La Normande regorge d’anecdotes sur cette période douloureuse de l’Histoire, dont ses actes de résistance, qu’elle s’efforce de minorer. « Je devais noter les numéros des plaques des camions allemands qui passaient. Quel héroïsme à cela ? On n’envoie pas une gamine de 14 ans faire sauter les trains ! », ironise-t-elle. Son frère, lui, « collectait des armes ». « C’était un grand beau gars, brillant dans les études », se remémore celle qui se décrit comme « un petit boudin, un peu attardée ».

À Dora, Colette a « replongé la tête la première dans le cauchemar », elle qui, toute sa vie, a tenté de rendre supportable le chagrin de la mort de son frère.

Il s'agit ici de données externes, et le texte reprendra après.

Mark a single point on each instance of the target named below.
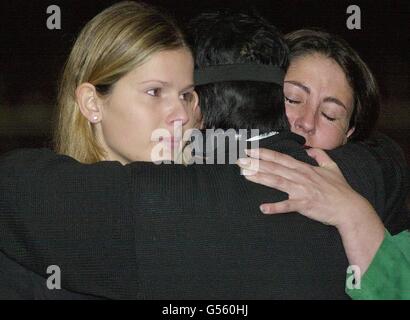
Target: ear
(88, 102)
(197, 111)
(350, 132)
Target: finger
(321, 157)
(268, 167)
(272, 181)
(286, 206)
(274, 156)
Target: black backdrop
(31, 56)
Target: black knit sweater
(151, 231)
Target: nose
(178, 112)
(305, 121)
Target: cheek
(291, 114)
(328, 137)
(128, 129)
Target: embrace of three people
(285, 222)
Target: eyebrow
(335, 101)
(327, 99)
(298, 84)
(153, 80)
(164, 83)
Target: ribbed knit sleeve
(377, 169)
(388, 276)
(55, 210)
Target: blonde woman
(129, 73)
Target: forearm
(362, 233)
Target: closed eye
(328, 118)
(155, 92)
(291, 101)
(187, 96)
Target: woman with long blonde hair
(129, 73)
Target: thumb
(321, 157)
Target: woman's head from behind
(330, 93)
(129, 73)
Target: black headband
(239, 72)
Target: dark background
(31, 56)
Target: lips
(171, 142)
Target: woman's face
(319, 101)
(155, 96)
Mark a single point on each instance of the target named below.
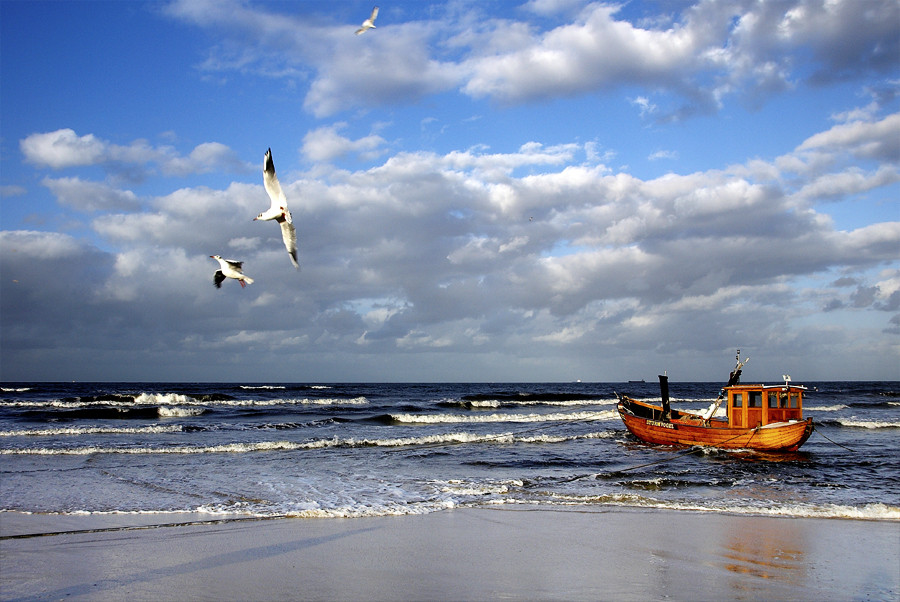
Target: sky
(508, 191)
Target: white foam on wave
(178, 411)
(176, 399)
(468, 418)
(91, 430)
(268, 446)
(496, 403)
(162, 399)
(872, 511)
(868, 424)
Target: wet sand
(519, 553)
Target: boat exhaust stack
(664, 394)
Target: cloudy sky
(538, 190)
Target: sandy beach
(521, 553)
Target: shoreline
(526, 552)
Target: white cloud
(325, 144)
(868, 139)
(65, 149)
(62, 148)
(91, 196)
(435, 253)
(692, 60)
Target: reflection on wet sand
(771, 550)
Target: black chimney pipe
(664, 393)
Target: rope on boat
(596, 475)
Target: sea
(329, 450)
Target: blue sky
(483, 191)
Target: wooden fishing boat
(758, 417)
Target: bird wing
(289, 235)
(271, 182)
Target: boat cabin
(750, 406)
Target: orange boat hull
(689, 429)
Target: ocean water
(343, 450)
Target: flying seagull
(368, 23)
(229, 268)
(279, 211)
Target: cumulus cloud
(91, 196)
(693, 60)
(62, 148)
(325, 144)
(65, 149)
(456, 251)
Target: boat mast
(733, 379)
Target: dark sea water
(339, 450)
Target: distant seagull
(229, 268)
(368, 23)
(279, 211)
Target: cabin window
(754, 399)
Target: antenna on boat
(733, 379)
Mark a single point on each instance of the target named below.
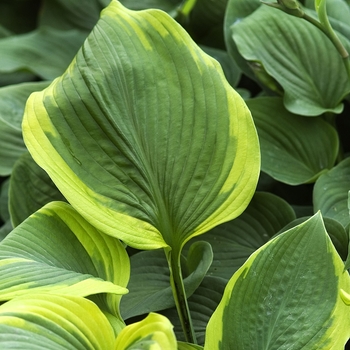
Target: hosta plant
(133, 216)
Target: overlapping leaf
(46, 51)
(236, 10)
(153, 332)
(12, 102)
(289, 294)
(149, 283)
(330, 194)
(294, 149)
(69, 14)
(29, 179)
(143, 135)
(296, 58)
(202, 303)
(234, 241)
(56, 250)
(54, 322)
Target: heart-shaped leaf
(296, 58)
(288, 295)
(69, 14)
(153, 332)
(27, 177)
(290, 153)
(149, 283)
(330, 194)
(46, 51)
(54, 322)
(143, 135)
(209, 294)
(234, 241)
(12, 102)
(56, 250)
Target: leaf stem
(179, 294)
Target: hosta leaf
(289, 152)
(143, 135)
(19, 16)
(204, 20)
(149, 283)
(187, 346)
(338, 13)
(231, 70)
(202, 303)
(5, 221)
(12, 102)
(29, 179)
(165, 5)
(335, 230)
(56, 250)
(69, 14)
(4, 190)
(234, 241)
(236, 10)
(330, 194)
(296, 59)
(54, 322)
(153, 332)
(288, 295)
(46, 51)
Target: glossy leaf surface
(288, 295)
(295, 57)
(157, 147)
(234, 241)
(149, 286)
(12, 102)
(290, 152)
(87, 261)
(330, 194)
(54, 322)
(29, 179)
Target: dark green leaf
(296, 58)
(288, 295)
(330, 194)
(290, 152)
(31, 188)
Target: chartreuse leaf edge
(290, 294)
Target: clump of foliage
(174, 174)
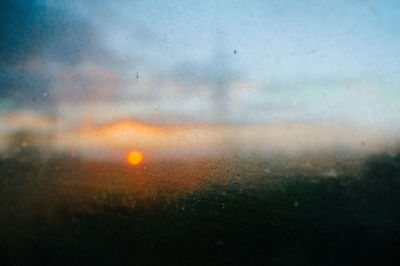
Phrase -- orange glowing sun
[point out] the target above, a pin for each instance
(135, 157)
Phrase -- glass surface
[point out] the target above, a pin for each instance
(199, 132)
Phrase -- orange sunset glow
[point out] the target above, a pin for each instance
(135, 157)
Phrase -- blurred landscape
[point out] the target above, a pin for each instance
(324, 208)
(199, 132)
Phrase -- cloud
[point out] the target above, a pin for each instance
(27, 120)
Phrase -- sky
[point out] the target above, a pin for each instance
(271, 64)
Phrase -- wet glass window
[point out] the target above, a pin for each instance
(199, 132)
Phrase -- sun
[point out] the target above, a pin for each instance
(135, 157)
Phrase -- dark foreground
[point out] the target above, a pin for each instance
(300, 220)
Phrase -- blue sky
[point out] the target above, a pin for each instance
(295, 61)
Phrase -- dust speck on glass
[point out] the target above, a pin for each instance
(199, 132)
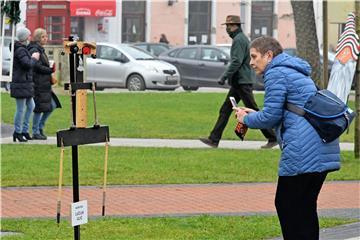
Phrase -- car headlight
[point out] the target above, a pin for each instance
(151, 68)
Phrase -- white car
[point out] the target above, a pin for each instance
(125, 66)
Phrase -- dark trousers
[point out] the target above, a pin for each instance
(296, 204)
(244, 93)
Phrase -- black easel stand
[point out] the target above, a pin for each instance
(78, 136)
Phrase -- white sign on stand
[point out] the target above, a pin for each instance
(79, 213)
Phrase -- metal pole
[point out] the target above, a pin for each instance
(357, 89)
(76, 197)
(74, 149)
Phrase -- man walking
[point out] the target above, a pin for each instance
(240, 77)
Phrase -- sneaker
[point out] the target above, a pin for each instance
(27, 136)
(270, 144)
(43, 134)
(209, 142)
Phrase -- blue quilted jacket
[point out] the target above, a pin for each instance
(287, 79)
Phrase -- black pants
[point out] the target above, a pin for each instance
(244, 93)
(296, 204)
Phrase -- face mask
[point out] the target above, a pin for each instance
(228, 30)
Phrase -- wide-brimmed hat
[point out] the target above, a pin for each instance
(232, 19)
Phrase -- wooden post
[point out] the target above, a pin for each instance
(81, 114)
(357, 89)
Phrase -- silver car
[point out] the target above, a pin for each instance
(124, 66)
(199, 65)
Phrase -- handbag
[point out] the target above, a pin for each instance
(328, 115)
(240, 130)
(53, 80)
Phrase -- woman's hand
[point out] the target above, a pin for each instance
(248, 110)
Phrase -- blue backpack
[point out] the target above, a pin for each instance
(328, 115)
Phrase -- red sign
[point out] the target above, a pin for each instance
(86, 8)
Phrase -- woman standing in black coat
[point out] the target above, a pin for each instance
(45, 99)
(21, 86)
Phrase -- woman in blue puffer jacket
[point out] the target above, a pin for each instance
(305, 159)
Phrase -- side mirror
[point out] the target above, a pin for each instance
(224, 60)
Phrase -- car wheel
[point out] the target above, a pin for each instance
(188, 88)
(135, 83)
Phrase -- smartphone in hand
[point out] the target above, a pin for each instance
(233, 101)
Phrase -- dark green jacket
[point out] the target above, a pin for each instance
(239, 70)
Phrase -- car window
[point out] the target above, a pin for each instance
(144, 47)
(173, 53)
(188, 53)
(157, 49)
(137, 53)
(110, 53)
(210, 54)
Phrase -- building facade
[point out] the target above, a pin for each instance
(182, 21)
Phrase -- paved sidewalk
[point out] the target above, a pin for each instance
(337, 199)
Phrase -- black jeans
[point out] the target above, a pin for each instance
(242, 92)
(296, 204)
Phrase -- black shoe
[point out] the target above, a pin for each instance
(19, 137)
(38, 137)
(27, 136)
(270, 144)
(209, 142)
(42, 133)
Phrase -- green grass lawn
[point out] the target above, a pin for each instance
(187, 115)
(38, 165)
(150, 115)
(181, 228)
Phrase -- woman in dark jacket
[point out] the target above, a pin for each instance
(21, 87)
(45, 99)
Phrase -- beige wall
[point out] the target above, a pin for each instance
(286, 27)
(224, 8)
(168, 20)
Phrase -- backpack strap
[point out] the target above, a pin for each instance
(295, 109)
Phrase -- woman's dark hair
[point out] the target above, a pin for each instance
(263, 44)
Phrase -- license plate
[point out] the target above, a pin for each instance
(171, 80)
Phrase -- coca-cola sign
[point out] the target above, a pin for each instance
(93, 8)
(83, 12)
(104, 13)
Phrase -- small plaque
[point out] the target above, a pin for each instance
(79, 213)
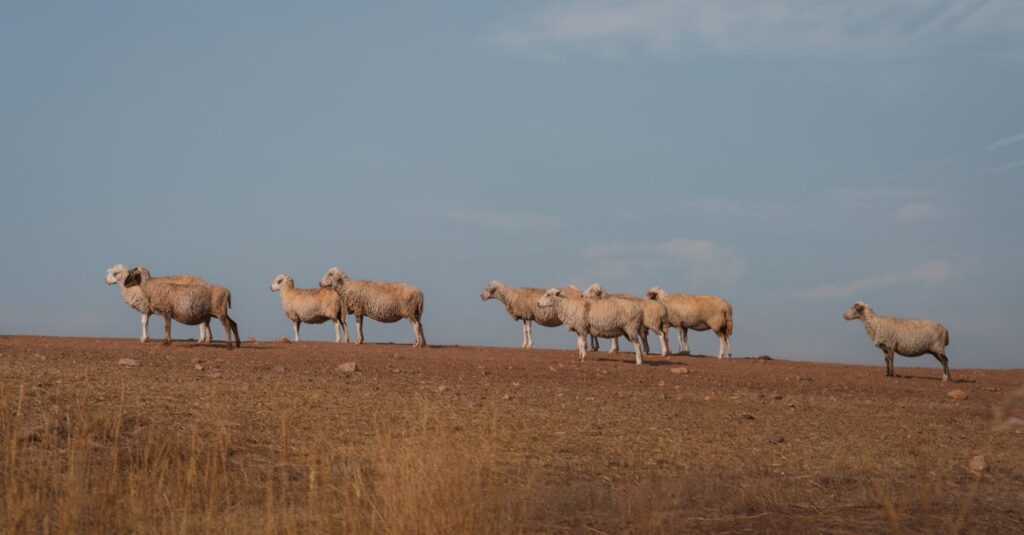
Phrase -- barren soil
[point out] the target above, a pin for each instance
(601, 446)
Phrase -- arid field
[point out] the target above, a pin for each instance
(278, 438)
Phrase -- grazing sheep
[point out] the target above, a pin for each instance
(606, 318)
(383, 301)
(134, 297)
(902, 336)
(655, 318)
(187, 303)
(521, 305)
(699, 313)
(313, 305)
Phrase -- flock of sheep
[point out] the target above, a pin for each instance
(593, 313)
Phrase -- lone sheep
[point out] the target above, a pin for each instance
(605, 318)
(906, 337)
(699, 313)
(186, 303)
(313, 305)
(384, 301)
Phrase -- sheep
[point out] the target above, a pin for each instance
(699, 313)
(606, 318)
(655, 318)
(313, 305)
(383, 301)
(134, 297)
(521, 305)
(902, 336)
(187, 303)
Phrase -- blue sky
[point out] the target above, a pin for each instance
(791, 156)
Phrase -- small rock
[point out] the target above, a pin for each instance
(347, 367)
(978, 464)
(957, 395)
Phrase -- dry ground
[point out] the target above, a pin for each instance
(273, 438)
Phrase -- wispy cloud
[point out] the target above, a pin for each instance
(933, 272)
(698, 260)
(1006, 141)
(504, 220)
(905, 204)
(761, 27)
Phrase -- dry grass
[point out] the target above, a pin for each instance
(509, 446)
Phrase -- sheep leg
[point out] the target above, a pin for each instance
(167, 330)
(634, 338)
(941, 356)
(145, 328)
(227, 323)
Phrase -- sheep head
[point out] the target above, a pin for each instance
(595, 291)
(116, 273)
(281, 281)
(857, 312)
(334, 278)
(549, 297)
(491, 291)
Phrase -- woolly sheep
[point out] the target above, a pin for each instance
(383, 301)
(134, 297)
(312, 305)
(699, 313)
(655, 318)
(902, 336)
(186, 303)
(606, 318)
(521, 305)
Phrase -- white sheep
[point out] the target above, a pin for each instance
(605, 318)
(383, 301)
(521, 305)
(186, 303)
(134, 297)
(312, 305)
(902, 336)
(699, 313)
(655, 318)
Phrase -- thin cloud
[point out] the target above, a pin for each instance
(698, 260)
(934, 272)
(1006, 141)
(504, 220)
(760, 27)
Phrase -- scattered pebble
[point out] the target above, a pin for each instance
(978, 464)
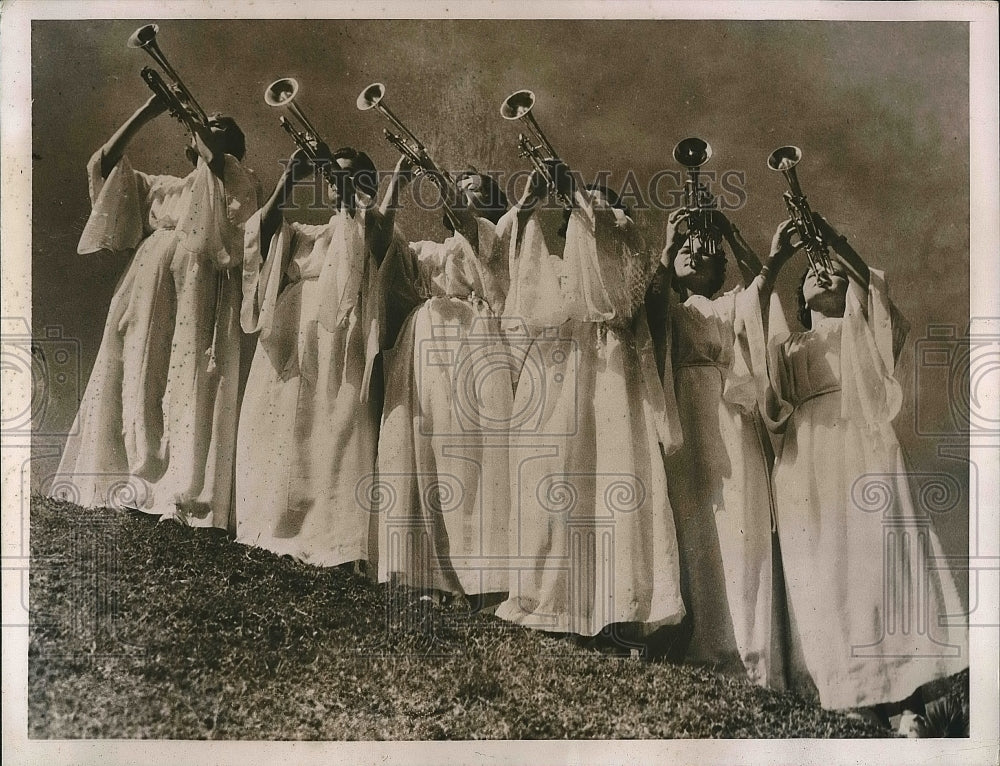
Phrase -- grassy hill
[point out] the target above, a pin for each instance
(146, 630)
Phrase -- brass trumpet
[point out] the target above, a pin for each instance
(175, 94)
(410, 147)
(692, 153)
(541, 154)
(783, 160)
(281, 94)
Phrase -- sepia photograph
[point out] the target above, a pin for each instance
(576, 383)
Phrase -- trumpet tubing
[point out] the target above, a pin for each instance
(783, 160)
(283, 94)
(180, 102)
(534, 146)
(692, 153)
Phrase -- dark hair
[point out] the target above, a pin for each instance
(804, 313)
(715, 286)
(363, 171)
(234, 142)
(493, 196)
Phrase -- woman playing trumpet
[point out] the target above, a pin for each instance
(871, 617)
(159, 413)
(593, 547)
(309, 421)
(442, 459)
(718, 477)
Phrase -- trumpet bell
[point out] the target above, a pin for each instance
(784, 158)
(281, 92)
(692, 152)
(517, 104)
(144, 36)
(370, 97)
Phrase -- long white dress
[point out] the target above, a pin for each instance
(156, 429)
(592, 539)
(719, 482)
(867, 584)
(309, 426)
(444, 490)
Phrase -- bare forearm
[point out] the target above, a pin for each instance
(858, 269)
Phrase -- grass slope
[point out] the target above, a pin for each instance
(153, 631)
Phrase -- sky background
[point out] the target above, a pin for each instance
(880, 110)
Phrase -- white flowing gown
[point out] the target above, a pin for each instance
(444, 490)
(592, 539)
(308, 426)
(874, 608)
(156, 429)
(719, 482)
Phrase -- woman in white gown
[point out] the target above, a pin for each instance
(719, 477)
(444, 493)
(156, 428)
(592, 535)
(872, 615)
(309, 422)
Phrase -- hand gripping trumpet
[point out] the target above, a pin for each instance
(518, 106)
(410, 147)
(281, 94)
(178, 99)
(692, 153)
(783, 160)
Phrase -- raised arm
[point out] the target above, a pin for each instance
(112, 151)
(857, 269)
(534, 192)
(271, 215)
(782, 249)
(385, 221)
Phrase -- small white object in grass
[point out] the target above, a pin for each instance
(912, 725)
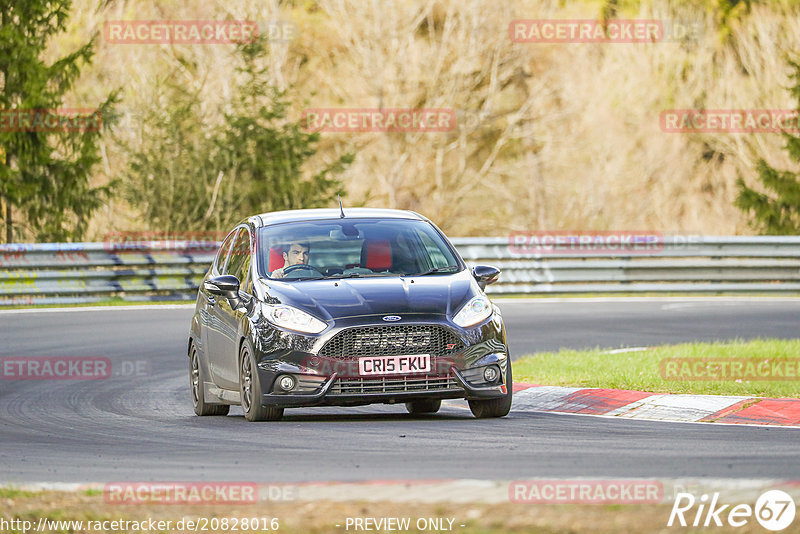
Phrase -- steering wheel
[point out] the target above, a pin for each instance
(298, 266)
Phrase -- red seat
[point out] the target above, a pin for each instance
(275, 258)
(376, 255)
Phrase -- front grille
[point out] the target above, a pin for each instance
(391, 341)
(357, 386)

« Résister à la connerie »

Depuis les Oscars, Colette assure « le SAV du film ». La nuit, courriels et messages Facebook. L’après-midi, les journalistes. Le 18 juin, elle sera au Mont-Valérien au côté d’Emmanuel Macron. « J’ai tellement fait chauffer mon ordinateur qu’il est mort », s’amuse-t-elle.

Interrogée sur la vie politique, elle esquive : « Je ne voudrais pas être à leur place. » À quoi faut-il résister aujourd’hui ? « À la connerie et la désinformation », répond-elle du tac au tac.

En temps normal, Colette fait de la couture, du piano et participe aux cérémonies de commémoration. Mais ne lui parlez pas de vacances : « Pour quoi faire ? »

https://www.youtube.com/watch?v=NJ1Gy2Yse6E

Sa plus grande fierté ? Avoir été quatre mois infirmière à l’hôpital militaire de Bayeux, à l’été 1944. « On m’appelait l’infirmière ‘pipi caca’ parce que je nettoyais les malades avant l’opération », raconte-t-elle.

Après guerre, elle fait du « remaillage de bas », assiste son père devenu expert judiciaire, redresse des affaires dans l’hôtellerie et la restauration. Les employés la surnommaient « la panthère ». Jamais mariée, « mais pas vierge », elle participe aux championnats automobiles de Montlhéry.

Aujourd’hui, malgré « un tiers de cœur sclérosé après deux infarctus, un cancer de la peau, une paralysie partielle et un corset orthopédique », Colette tient la forme. « Je laisse toutes ces choses là se débrouiller entre elles. Chacun chez soi et j’ai décidé d’aller au crématorium à pied », prévient la Normande.